Brunel died at the relatively young age of 53, but accomplished a staggering amount in his lifetime. His most famous creations were his ocean-going steamships—particularly the propeller-driven S.S. Great Britain, widely considered the first true modern steamship—but he also built tunnels, bridges, docks, railroads, and much more. The American Society of Civil Engineers counted 25 railway lines, three major ships, hundreds of bridges, and eight pier and dock systems in addition to a pre-fabricated hospital for use in Crimea and Paddington Station in London.

The son of French civil engineer Sir Marc Brunel born in 1806, he had building and innovation in his genes.
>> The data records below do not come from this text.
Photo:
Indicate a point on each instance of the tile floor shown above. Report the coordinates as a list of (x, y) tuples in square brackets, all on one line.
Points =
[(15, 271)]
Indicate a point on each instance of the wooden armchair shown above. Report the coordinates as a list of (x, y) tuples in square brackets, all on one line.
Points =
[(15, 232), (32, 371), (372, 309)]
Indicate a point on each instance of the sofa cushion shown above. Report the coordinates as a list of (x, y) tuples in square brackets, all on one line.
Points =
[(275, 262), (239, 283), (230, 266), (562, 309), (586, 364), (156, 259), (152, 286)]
After education in Brighton and Paris, his father appointed him to work on the Thames Tunnel, the first tunnel ever successfully built under a navigable river. He was nineteen. The project didn’t always go smoothly. He almost died in a roof collapse. Four years later he participated in the building of the Bristol Docks.

Brunel

Maidenhead Bridge By Geof Sheppard (Own work) [CC BY-SA 3.0) via Wikimedia Commons

By age 27 he had been appointed chief engineer of the Great Western Railroad. While many of his railroad viaducts no longer exist because they were constructed of wood, some Brunel bridges are still used today. When he designed the Maidenhead Railway Bridge over the Thames in 1839, it was the flattest, widest brick arch bridge in the world. 177 years later four standard gauge lines still carry traffic—and much heavier trains than he could of envisioned—out of Paddington Station over the bridge.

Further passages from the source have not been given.